Poultry and Forestry data

No links, BECAUSE THERE IS SO MUCH OF IT. Anyone interested in the Poultry or Forestry industry will find lots of data… obviously this stuff is useful to people who analyze these industries but I suspect there are a couple of “A” university level papers hidden in that data set as well.

Building Permits

There is tons on building permits., construction.. Actually one of the benefits of looking at the data in a spread sheet, easy to see other related data sets.

StatsCan

It really is amazing how much Statistic Canada data there is. Even reviewing something like the supply and demand of natural gas liquids got me thinking about the wealth of information trapped in there. One thing I do hope statscan starts to do is geolocate its data whenever possible.

Crime Data

As this has been in the news I couldn’t help but include it. It’s nice that any citizen can look at the crime data direct from StatsCan too see how our crime rate is falling (which is why we should build more expensive prisons) Crime statistics, by detailed offences. Of course unreported crime, which we all know is climbing at 3000% a year, is not included in these stats.

Legal Aid Applications

Legal aid applications, by status and type of matter. This was interesting to me since, here in BC there is much talk about funding for the Justice system and yet, the number of legal aid applications has remained more or less flat over the past 5 years.

National Broadband Coverage data

Description: The National Broadband Coverage Data represents broadband coverage information, by technology, for existing broadband service providers as of January 2012. Coverage information for Broadband Canada Program projects is included for all completed projects. Coverage information is aggregated over a grid of hexagons, which are each 6 km across. The estimated range of unserved / underserved population within in each hexagon location is included.

Notes: What’s nice is that there is lat/long data attached to all this, so mapping it, and potentially creating a heat map is possible. I’m certain the people at OpenMedia might appreciate such a map.

Census Consolidated Subdivision

Description: Census Consolidated Subdivision Cartographic Boundary Files portrays the geographic limits used for the 2006 census dissemination. The Census Consolidated Subdivision Boundary Files contain the boundaries of all 2,341 census consolidated subdivisions.

Notes: Obviously this one is on every data geeks radar, but just in case you’ve been asleep for the past 5 months, I wanted to highlight it.

Non-Emergency Surgeries, distribution of waiting times

Description: Non-emergency surgeries, distribution of waiting times, household population aged 15 and over, Canada, provinces and territories

Notes: Would love to see this at the hospital and clinic level!

Border Wait Times

Description: Estimates Border Wait Times (commercial and travellers flow) for the top 22 Canada Border Services Agency land border crossings.

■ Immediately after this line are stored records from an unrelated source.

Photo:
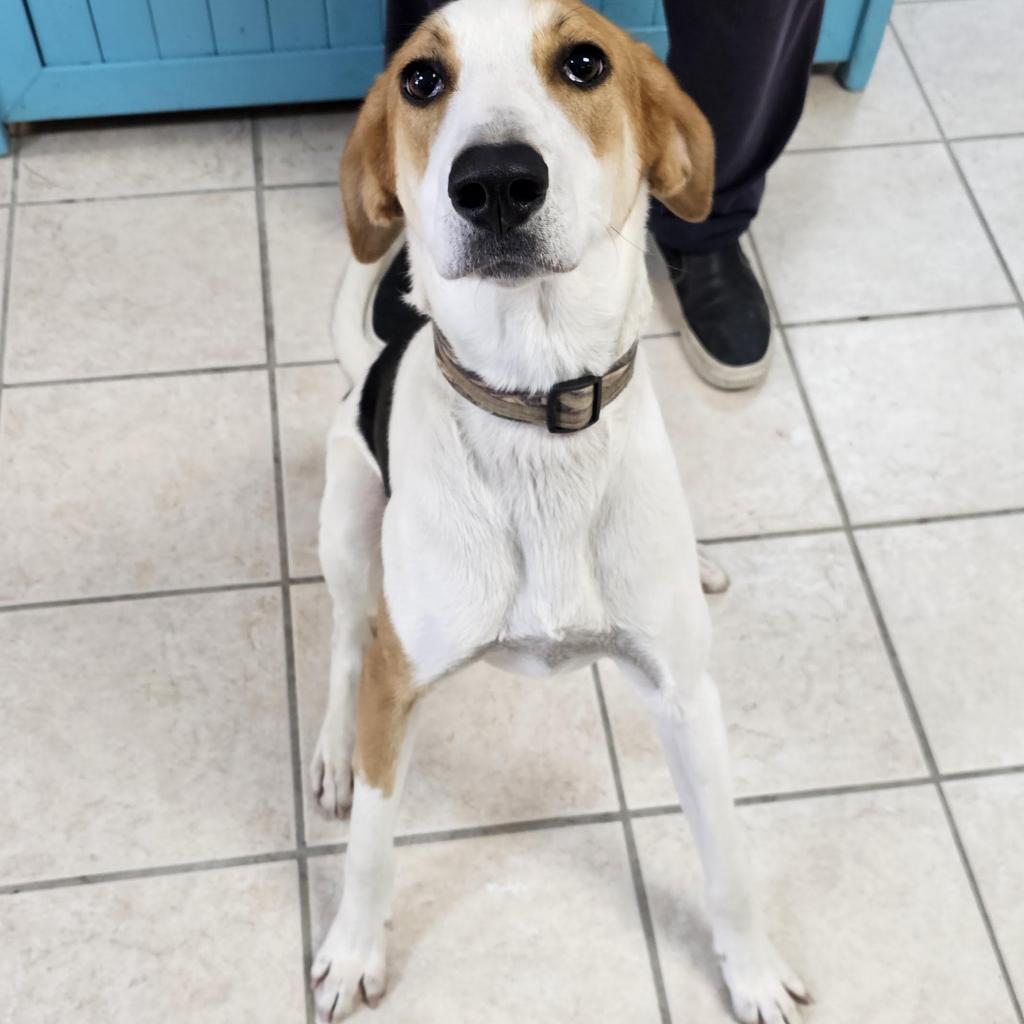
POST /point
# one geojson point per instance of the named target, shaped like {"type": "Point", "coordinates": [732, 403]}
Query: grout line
{"type": "Point", "coordinates": [910, 314]}
{"type": "Point", "coordinates": [8, 261]}
{"type": "Point", "coordinates": [510, 828]}
{"type": "Point", "coordinates": [131, 875]}
{"type": "Point", "coordinates": [329, 361]}
{"type": "Point", "coordinates": [174, 194]}
{"type": "Point", "coordinates": [775, 535]}
{"type": "Point", "coordinates": [643, 903]}
{"type": "Point", "coordinates": [286, 598]}
{"type": "Point", "coordinates": [890, 646]}
{"type": "Point", "coordinates": [153, 595]}
{"type": "Point", "coordinates": [946, 809]}
{"type": "Point", "coordinates": [502, 828]}
{"type": "Point", "coordinates": [146, 375]}
{"type": "Point", "coordinates": [872, 524]}
{"type": "Point", "coordinates": [304, 581]}
{"type": "Point", "coordinates": [973, 773]}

Notes: Here I really think there is an app that could be made. At the very least there is something that could tell you historical averages and ideally, could be integrated into Google and Bing maps when calculating trip times… I can also imagine a lot of companies that export goods to the US are concerned about this issue and would be interested in better data to predict the costs and times of shipping goods. Big potential here.

Okay, that’s my list. Hope it inspires you to take a look yourself, or play with some of the data listed above!

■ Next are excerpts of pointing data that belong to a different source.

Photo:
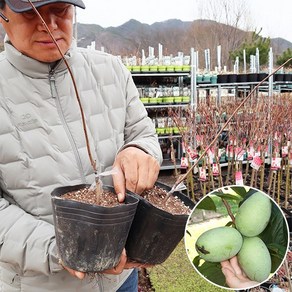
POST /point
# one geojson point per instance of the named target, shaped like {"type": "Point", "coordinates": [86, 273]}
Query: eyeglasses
{"type": "Point", "coordinates": [4, 17]}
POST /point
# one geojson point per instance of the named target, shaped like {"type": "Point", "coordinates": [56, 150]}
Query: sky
{"type": "Point", "coordinates": [274, 17]}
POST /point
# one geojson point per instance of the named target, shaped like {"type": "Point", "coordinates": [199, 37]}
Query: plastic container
{"type": "Point", "coordinates": [222, 78]}
{"type": "Point", "coordinates": [155, 233]}
{"type": "Point", "coordinates": [90, 238]}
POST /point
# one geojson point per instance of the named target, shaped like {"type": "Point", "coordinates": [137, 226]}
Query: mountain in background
{"type": "Point", "coordinates": [175, 35]}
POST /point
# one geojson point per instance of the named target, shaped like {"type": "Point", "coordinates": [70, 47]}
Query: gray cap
{"type": "Point", "coordinates": [19, 6]}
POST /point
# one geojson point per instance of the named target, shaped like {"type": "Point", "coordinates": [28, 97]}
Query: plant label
{"type": "Point", "coordinates": [239, 178]}
{"type": "Point", "coordinates": [202, 174]}
{"type": "Point", "coordinates": [184, 163]}
{"type": "Point", "coordinates": [256, 163]}
{"type": "Point", "coordinates": [276, 163]}
{"type": "Point", "coordinates": [215, 169]}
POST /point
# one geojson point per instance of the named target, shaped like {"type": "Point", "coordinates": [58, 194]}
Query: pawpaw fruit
{"type": "Point", "coordinates": [253, 215]}
{"type": "Point", "coordinates": [219, 244]}
{"type": "Point", "coordinates": [254, 258]}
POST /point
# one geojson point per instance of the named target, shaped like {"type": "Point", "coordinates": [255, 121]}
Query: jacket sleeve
{"type": "Point", "coordinates": [139, 129]}
{"type": "Point", "coordinates": [25, 242]}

Access to Information, Open Data and the Problem with Convergence

In response to my post yesterday one reader sent me a very thoughtful commentary that included this line at the end:

“Rather than compare [Freedom of Information] FOI legislation and Open Gov Data as if it’s “one or the other”, do you think there’s a way of talking about how the two might converge?”

One small detail:

So before diving in to the meat let me start by saying I don’t believe anything in yesterday’s post claimed open data was better or worse than Freedom of Information (FOI often referred to in Canada as Access to Information or ATI). Seeing FOI and open data as competing suggests they are similar tools. While they have similar goals – improving access – and there may be some overlap, I increasingly see them as fundamentally different tools. This is also why I don’t see an opportunity for convergence in the short term (more on that below). I do, however, believe open data and FOI processes can be complimentary. Indeed, I’m hopeful open data can alleviate some of the burden placed on FOI system which are often slow. Indeed, in Canada, government departments regularly violate rules around disclosure deadlines. If anything, this complimentary nature was the implicit point in yesterday’s post (which I could have made more explicit).

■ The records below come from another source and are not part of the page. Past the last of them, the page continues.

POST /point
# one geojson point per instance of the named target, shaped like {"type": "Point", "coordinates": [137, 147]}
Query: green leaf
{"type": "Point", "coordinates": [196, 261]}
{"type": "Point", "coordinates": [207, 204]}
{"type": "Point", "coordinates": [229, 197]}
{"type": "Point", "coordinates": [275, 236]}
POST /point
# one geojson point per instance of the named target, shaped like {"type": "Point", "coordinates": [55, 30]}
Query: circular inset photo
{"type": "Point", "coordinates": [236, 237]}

The Problem with Convergence:

As mentioned above, the overarching goals of open data and FOI systems are similar – to enable citizens to access government information – but the two initiatives are grounded in fundamentally different approaches to dealing with government information. From my view FOI has become a system of case by case review while open data is seeking to engage in an approach of “pre-clearance.”

Part of this has to do with what each system is reacting to. FOI was born, in part, out of a reaction to scandals in the mid 20th century which fostered public support for a right to access government information.

FOI has become a powerful tool for accessing government information. But the infrastructure created to manage it has also had some perverse effects. In some ways FOI has, paradoxically made it harder to gain access to government information. I remember talking to a group of retired reporters who talk about how it was easier to gain access to documents in a pre-FOI era since there were no guidelines and many public servants saw most documents as “public” anyways. The rules around disclosure today – thanks in part to FOI regimes – mean that governments can make closed the “default” setting for government information. In the United States the Ashcroft Memo serves as an excellent example of this problem. In this case the FOI legislation actually becomes a tool that helps governments withhold documents, rather than enable citizens to gain legitimate access.

But the bigger problem is that the process by which access to information requests are fulfilled is itself burdensome. While relevant and necessary for some types of information it is often overkill for others. And this is the niche that open data seeks to fill.

Let me pause to stress, I don’t share the above to disparage FOI. Quite the opposite. It is a critical and important tool and I’m not advocating for its end. Nor am I arguing the open data can – in the short or even medium term – solve the problems raised above.

This is why, over the short term, open data will remain a niche solution – a fact linked to its origins. Like FOI Open data has its roots in government transparency. However, it also evolved out of efforts to tear down antiquated intellectual property regimes to the facilitate sharing of data/information (particularly between organizations and governments). Thus the emphasis was not on case by case review of documents, but rather of clearing rights to categories of information, both created and to be created in the future. In other words, this is about granting access to the outputs of a system, not access to individual documents.

Another way of thinking about this is that open data initiatives seek to leverage the benefits of FOI while jettisoning its burdensome process. If a category of information can be pre-clear in advanced and in perpetuity for privacy, security and IP concerns then FOI processes – essential for individual documents and analysis – becomes unnecessary and one can reduce the transaction costs to citizens wishing to access the information.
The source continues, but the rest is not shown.